On June 6, 2014, to satisfy the escrow release conditions set forth in the Escrow Agreement, the Company redeemed $567.1 million aggregate principal amount of the 2014 Legacy Notes and $241.0 million aggregate principal amount of the 2015 Legacy Notes by paying a make-whole price equal to approximately 101.4316% of the principal amount of the 2014 Legacy Notes being redeemed and approximately 104.2256% of the principal amount of the 2015 Legacy Notes being redeemed, plus accrued and unpaid interest from the last interest payment date to, but excluding, June 6, 2014.
 
On June 6, 2014, the Company issued a press release announcing the consummation of the Assumption, the merger of the Escrow Issuer with and into the Company, with the Company as the surviving corporation, and the redemption of the 2014 Legacy Notes and the 2015 Legacy Notes.  A copy of the press release is attached to this Current Report on Form 8-K as Exhibit 99.1 and is incorporated by reference herein.
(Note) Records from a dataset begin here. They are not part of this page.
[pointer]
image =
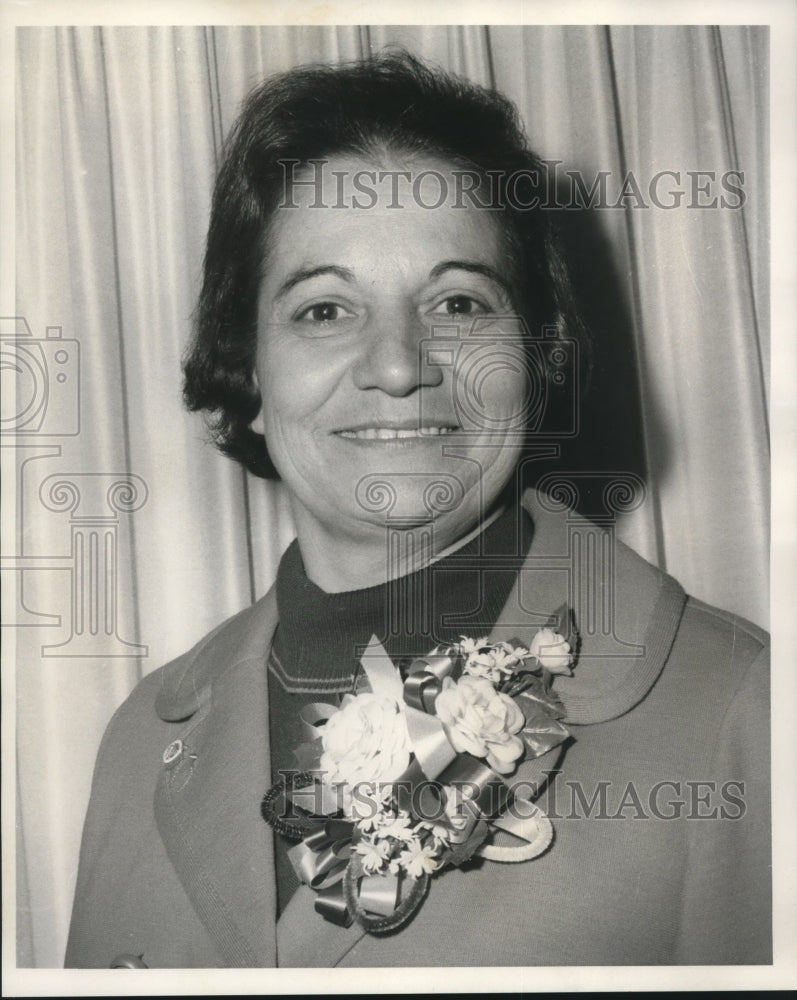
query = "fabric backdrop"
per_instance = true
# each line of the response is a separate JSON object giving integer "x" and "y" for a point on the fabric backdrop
{"x": 135, "y": 537}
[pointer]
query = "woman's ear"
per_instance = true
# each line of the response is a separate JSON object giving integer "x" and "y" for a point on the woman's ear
{"x": 257, "y": 424}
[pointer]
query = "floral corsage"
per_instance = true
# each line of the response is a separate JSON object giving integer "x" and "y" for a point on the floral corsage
{"x": 405, "y": 778}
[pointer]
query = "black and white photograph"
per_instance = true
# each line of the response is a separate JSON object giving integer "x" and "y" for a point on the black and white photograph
{"x": 395, "y": 496}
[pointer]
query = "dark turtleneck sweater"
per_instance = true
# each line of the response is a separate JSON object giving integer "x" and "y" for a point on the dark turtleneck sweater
{"x": 320, "y": 636}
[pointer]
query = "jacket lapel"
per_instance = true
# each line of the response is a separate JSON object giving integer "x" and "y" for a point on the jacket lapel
{"x": 207, "y": 802}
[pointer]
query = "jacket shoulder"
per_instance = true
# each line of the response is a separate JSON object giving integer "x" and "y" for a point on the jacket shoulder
{"x": 184, "y": 681}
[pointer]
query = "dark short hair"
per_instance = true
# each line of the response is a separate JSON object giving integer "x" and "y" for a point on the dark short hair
{"x": 391, "y": 101}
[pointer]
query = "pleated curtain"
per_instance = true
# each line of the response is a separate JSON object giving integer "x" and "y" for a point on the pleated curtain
{"x": 119, "y": 133}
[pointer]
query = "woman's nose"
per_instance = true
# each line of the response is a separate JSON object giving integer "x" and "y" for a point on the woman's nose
{"x": 393, "y": 357}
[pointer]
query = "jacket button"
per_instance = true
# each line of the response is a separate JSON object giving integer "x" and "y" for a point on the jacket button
{"x": 173, "y": 752}
{"x": 126, "y": 961}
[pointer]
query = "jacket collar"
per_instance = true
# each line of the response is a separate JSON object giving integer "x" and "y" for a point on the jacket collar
{"x": 627, "y": 613}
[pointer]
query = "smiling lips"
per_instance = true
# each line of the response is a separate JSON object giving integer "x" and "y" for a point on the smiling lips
{"x": 395, "y": 433}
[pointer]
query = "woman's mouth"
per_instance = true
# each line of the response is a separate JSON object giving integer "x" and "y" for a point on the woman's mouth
{"x": 395, "y": 433}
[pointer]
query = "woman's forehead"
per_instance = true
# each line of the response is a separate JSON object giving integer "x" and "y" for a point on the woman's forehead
{"x": 376, "y": 215}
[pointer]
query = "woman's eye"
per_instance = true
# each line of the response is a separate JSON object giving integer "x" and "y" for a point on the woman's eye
{"x": 323, "y": 312}
{"x": 461, "y": 305}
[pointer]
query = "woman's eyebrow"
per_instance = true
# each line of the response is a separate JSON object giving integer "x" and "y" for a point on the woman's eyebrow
{"x": 305, "y": 273}
{"x": 474, "y": 267}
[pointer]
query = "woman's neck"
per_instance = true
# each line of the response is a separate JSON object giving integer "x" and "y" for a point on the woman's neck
{"x": 336, "y": 563}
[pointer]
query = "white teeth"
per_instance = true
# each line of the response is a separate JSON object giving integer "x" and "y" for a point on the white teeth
{"x": 390, "y": 433}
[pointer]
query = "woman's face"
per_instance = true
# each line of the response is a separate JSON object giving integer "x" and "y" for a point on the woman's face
{"x": 393, "y": 376}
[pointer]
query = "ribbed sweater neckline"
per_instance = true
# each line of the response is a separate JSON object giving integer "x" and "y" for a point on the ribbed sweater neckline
{"x": 321, "y": 636}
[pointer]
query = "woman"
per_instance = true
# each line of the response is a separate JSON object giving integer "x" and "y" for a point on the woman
{"x": 379, "y": 322}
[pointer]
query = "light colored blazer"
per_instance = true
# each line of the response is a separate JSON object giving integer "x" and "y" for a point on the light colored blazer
{"x": 669, "y": 696}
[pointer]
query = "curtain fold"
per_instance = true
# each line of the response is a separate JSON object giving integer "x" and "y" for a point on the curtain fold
{"x": 119, "y": 133}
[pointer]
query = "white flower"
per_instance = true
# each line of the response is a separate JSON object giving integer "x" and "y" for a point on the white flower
{"x": 494, "y": 662}
{"x": 481, "y": 721}
{"x": 419, "y": 858}
{"x": 373, "y": 855}
{"x": 469, "y": 646}
{"x": 366, "y": 741}
{"x": 399, "y": 827}
{"x": 552, "y": 651}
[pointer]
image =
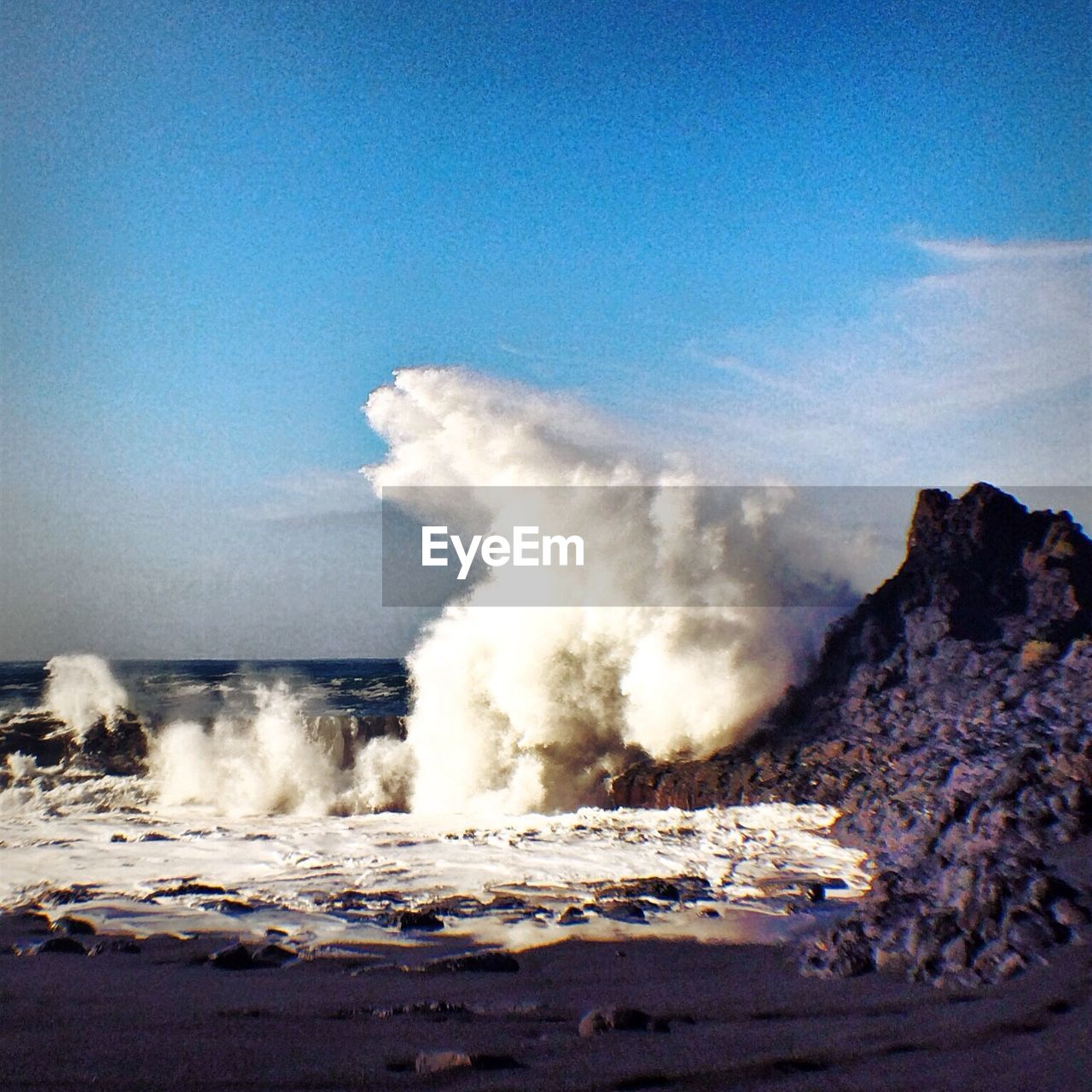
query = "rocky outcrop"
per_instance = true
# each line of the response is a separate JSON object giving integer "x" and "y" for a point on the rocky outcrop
{"x": 949, "y": 717}
{"x": 116, "y": 745}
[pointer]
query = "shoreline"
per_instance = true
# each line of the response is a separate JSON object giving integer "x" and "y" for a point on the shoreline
{"x": 736, "y": 1016}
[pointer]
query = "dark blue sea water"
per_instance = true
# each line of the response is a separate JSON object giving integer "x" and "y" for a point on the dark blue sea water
{"x": 163, "y": 690}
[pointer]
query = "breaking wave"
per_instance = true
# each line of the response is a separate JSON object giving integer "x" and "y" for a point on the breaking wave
{"x": 514, "y": 709}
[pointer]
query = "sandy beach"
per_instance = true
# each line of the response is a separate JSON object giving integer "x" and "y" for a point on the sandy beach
{"x": 720, "y": 1016}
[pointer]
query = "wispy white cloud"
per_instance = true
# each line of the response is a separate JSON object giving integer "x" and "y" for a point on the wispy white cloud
{"x": 983, "y": 250}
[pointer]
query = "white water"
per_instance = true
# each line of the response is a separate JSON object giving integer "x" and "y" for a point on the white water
{"x": 534, "y": 709}
{"x": 287, "y": 867}
{"x": 80, "y": 690}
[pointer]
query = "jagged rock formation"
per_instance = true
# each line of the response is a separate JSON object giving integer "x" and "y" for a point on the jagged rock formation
{"x": 949, "y": 717}
{"x": 116, "y": 745}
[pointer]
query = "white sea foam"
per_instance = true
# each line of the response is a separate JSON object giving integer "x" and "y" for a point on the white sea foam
{"x": 262, "y": 759}
{"x": 80, "y": 690}
{"x": 288, "y": 867}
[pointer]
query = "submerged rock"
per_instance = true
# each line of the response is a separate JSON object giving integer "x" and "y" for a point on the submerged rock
{"x": 476, "y": 962}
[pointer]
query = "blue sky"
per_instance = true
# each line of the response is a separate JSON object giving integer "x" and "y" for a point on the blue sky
{"x": 724, "y": 223}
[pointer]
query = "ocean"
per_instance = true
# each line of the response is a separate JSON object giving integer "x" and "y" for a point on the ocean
{"x": 254, "y": 799}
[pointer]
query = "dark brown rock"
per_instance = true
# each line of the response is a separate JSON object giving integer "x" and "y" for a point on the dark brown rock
{"x": 949, "y": 717}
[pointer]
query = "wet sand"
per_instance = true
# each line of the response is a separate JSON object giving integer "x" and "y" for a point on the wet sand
{"x": 737, "y": 1017}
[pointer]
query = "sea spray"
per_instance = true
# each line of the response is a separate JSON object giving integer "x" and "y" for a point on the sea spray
{"x": 520, "y": 709}
{"x": 81, "y": 690}
{"x": 264, "y": 758}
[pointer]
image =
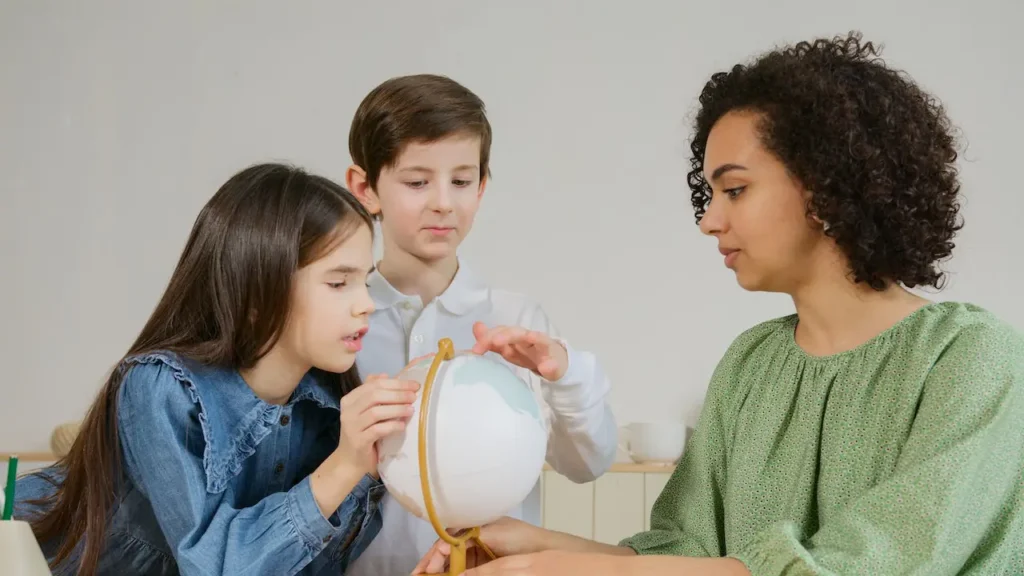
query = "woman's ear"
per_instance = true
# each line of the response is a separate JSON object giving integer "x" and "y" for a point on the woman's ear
{"x": 355, "y": 178}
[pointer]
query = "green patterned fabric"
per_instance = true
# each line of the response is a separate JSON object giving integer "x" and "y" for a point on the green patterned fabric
{"x": 902, "y": 456}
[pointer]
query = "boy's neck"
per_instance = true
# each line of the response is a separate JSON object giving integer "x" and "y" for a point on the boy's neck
{"x": 274, "y": 378}
{"x": 416, "y": 277}
{"x": 837, "y": 315}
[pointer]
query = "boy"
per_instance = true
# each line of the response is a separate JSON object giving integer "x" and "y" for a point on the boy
{"x": 420, "y": 147}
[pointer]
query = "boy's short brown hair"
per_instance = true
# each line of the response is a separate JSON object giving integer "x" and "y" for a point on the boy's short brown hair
{"x": 420, "y": 108}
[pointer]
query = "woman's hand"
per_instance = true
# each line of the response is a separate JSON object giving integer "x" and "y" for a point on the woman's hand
{"x": 378, "y": 407}
{"x": 527, "y": 348}
{"x": 551, "y": 563}
{"x": 506, "y": 536}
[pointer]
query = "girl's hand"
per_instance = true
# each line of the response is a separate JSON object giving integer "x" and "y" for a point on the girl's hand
{"x": 378, "y": 407}
{"x": 527, "y": 348}
{"x": 506, "y": 536}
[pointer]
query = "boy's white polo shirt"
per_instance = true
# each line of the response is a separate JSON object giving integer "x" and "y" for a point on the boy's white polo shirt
{"x": 584, "y": 436}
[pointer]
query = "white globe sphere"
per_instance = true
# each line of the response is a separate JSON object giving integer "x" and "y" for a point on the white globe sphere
{"x": 486, "y": 443}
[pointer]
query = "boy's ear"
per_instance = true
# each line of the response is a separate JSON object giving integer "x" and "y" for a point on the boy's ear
{"x": 355, "y": 179}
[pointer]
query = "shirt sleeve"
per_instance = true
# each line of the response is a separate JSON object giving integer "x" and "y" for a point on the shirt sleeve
{"x": 584, "y": 434}
{"x": 954, "y": 499}
{"x": 159, "y": 424}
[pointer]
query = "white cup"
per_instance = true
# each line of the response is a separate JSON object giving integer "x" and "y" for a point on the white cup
{"x": 655, "y": 443}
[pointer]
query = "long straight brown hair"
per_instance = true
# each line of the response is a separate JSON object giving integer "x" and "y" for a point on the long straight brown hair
{"x": 225, "y": 304}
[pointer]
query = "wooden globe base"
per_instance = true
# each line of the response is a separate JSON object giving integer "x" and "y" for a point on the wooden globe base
{"x": 457, "y": 558}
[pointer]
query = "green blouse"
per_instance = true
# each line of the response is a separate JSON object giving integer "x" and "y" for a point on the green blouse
{"x": 902, "y": 456}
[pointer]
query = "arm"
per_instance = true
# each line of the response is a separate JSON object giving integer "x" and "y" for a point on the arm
{"x": 584, "y": 434}
{"x": 953, "y": 501}
{"x": 163, "y": 443}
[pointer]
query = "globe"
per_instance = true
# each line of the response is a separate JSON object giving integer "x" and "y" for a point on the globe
{"x": 485, "y": 441}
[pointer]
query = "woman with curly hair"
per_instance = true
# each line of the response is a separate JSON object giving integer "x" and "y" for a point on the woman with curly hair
{"x": 869, "y": 433}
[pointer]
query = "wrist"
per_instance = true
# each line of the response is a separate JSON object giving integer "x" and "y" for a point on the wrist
{"x": 333, "y": 481}
{"x": 562, "y": 358}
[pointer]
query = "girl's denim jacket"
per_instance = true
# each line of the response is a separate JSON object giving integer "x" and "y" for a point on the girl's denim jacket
{"x": 216, "y": 481}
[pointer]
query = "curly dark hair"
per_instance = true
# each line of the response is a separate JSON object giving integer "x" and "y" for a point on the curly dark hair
{"x": 877, "y": 152}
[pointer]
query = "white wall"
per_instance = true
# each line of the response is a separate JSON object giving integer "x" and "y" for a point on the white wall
{"x": 120, "y": 119}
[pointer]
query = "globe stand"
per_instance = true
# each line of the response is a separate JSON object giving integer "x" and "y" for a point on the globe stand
{"x": 457, "y": 558}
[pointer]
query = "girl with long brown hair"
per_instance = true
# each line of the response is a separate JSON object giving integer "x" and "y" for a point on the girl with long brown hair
{"x": 216, "y": 445}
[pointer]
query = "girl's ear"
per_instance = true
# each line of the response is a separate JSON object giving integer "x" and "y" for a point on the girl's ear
{"x": 355, "y": 178}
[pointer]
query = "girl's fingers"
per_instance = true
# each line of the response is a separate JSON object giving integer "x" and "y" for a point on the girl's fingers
{"x": 382, "y": 413}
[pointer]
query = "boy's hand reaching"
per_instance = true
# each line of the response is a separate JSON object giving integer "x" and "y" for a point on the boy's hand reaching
{"x": 527, "y": 348}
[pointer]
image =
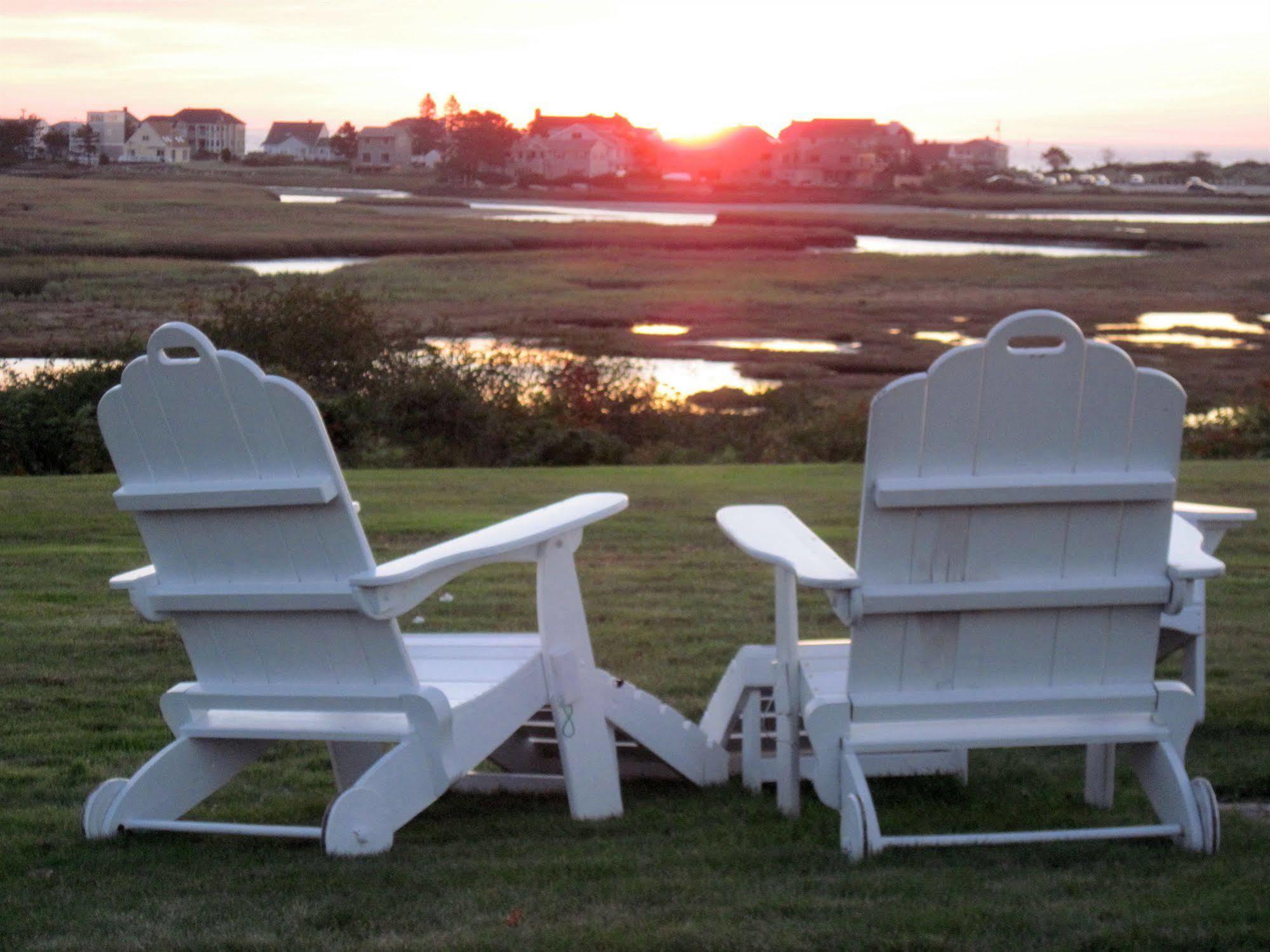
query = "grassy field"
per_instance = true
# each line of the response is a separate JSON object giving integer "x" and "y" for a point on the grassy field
{"x": 670, "y": 602}
{"x": 102, "y": 257}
Item 9.01                      Financial Statements and Exhibits

(d)           Exhibits

Exhibit No.
 
 Description
4.1
 
Supplemental Indenture, dated as of June 6, 2014, among Clear Channel Communications, Inc. and U.S. Bank National Association, as trustee (incorporated by reference to Exhibit 4.1 to the Clear Channel Communications, Inc. Form 8-K filed on June 6, 2014).
 
4.2
 
Indenture, dated as of May 1, 2014, among CCU Escrow Corporation and U.S. Bank National Association, as trustee (incorporated by reference to Exhibit 4.2 to the Clear Channel Communications, Inc. Form 8-K filed on June 6, 2014).
 
4.3
 
Form of 10.0% Senior Notes due 2018 (incorporated by reference to Exhibit 4.2 to the Clear Channel Communications, Inc. Form 8-K filed on June 6, 2014).
 
99.1
 
Press Release issued by Clear Channel Communications, Inc. on June 6, 2014 (incorporated by reference to Exhibit 99.1 to the Clear Channel Communications, Inc. Form 8-K filed on June 6, 2014).


 
 

 



SIGNATURES


Pursuant to the requirements of the Securities Exchange Act of 1934, the registrant has duly caused this report to be signed on its behalf by the undersigned hereunto duly authorized.


 
CC MEDIA HOLDINGS, INC.
 
       
       
Date:   June 6, 2014
By:
/s/ Hamlet T. Newsom, Jr.
 
   
Hamlet T. Newsom, Jr.
 
   
Vice President, Associate General Counsel and
 
   
Assistant Secretary
 
 
 
 

 
 

 

Exhibit Index

Exhibit No.
 
 Description
4.1
 
Supplemental Indenture, dated as of June 6, 2014, among Clear Channel Communications, Inc. and U.S. Bank National Association, as trustee (incorporated by reference to Exhibit 4.1 to the Clear Channel Communications, Inc. Form 8-K filed on June 6, 2014).
 
4.2
 
Indenture, dated as of May 1, 2014, among CCU Escrow Corporation and U.S. Bank National Association, as trustee (incorporated by reference to Exhibit 4.2 to the Clear Channel Communications, Inc. Form 8-K filed on June 6, 2014).
 
4.3
 
Form of 10.0% Senior Notes due 2018 (incorporated by reference to Exhibit 4.2 to the Clear Channel Communications, Inc. Form 8-K filed on June 6, 2014).
 
99.1
 
Press Release issued by Clear Channel Communications, Inc. on June 6, 2014 (incorporated by reference to Exhibit 99.1 to the Clear Channel Communications, Inc. Form 8-K filed on June 6, 2014).